Two Types of Raw Bones
There are two main types of raw bones:
- Edible bones
- Recreational bones
Edible bones are the hollow, non-weight-bearing bones of birds (typically chicken wings and chicken and turkey necks). They are soft, pliable, do not contain marrow, and can be easily crushed in a meat grinder. These bones are an essential ingredient for dogs on a raw diet. Recreational bones – big chunks of beef or bison femur or hip bones filled with marrow — don’t supply significant dietary nutrition for your dog (they are not designed to be chewed up and swallowed, only gnawed on), but they do provide mental stimulation and are great for your pup’s oral health. When your dog chews on a raw recreational bone, especially a meaty one with cartilage and soft tissue still attached, his teeth get the equivalent of a good brushing and flossing. Dogs in the wild have beautiful teeth and healthy gums. This is because the prey they eat requires a lot of chewing, and the sinewy composition helps to clean each entire tooth.
Guidelines for Feeding Recreational Bones Safely
- Do Supervise your dog closely while he’s working on a bone.

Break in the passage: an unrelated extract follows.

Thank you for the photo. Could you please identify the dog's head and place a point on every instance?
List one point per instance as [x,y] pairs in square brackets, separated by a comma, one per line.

That way you can react immediately if your pup happens to choke, or if you notice any blood on the bone or around your dog’s mouth from over-aggressive gnawing. You’ll also know when your dog has chewed down to the hard brittle part of a knuckle bone, making splinters more likely. When the bone has been gnawed down in size throw it out. Do not allow your dog to chew it down to a small chunk he can swallow.
- Do Feed fresh raw bones in your dog’s crate, or on a towel or other surface you can clean, or outside as long as you can supervise him. Fresh raw bones become a gooey, greasy mess until your dog has gnawed them clean, so make sure to protect your flooring and furniture.
- Don’t give them to a dog that has had restorative dental work/crowns.
- Don’t give them to your dog if she has a predisposition to pancreatitis. Raw bone marrow is very rich and can cause diarrhea and a flare-up of pancreatitis. Instead, you can feed a “low fat” version by thawing the bone and scooping out the marrow to reduce the fat content.
- Don’t give a recreational bone to a dog that’s likely to try to swallow it whole or bite it in two and eat it in huge chunks.
The following are do’s and don’ts for feeding recreational raw bones (and yes, they have to be raw, not steamed, boiled or baked): You should be able to find raw knuckle bones at your local butcher shop or the meat counter of your supermarket (labeled as ‘soup bones’). When you get the bones home, store them in the freezer and thaw one at a time before feeding to your pup. I also recommend giving your dog a bone to chew after she’s full from a meal. Hungry dogs are more tempted to swallow a bone whole or break it apart and swallow large chunks. This increases the risk of an obstruction in the digestive tract.
- Don’t feed small bones that can be swallowed whole or pose a choking risk, or bones that have been cut, such as a leg bone. Cut bones are more likely to splinter.
- Don’t feed pork bones or rib bones. They’re more likely to splinter than other types of bones.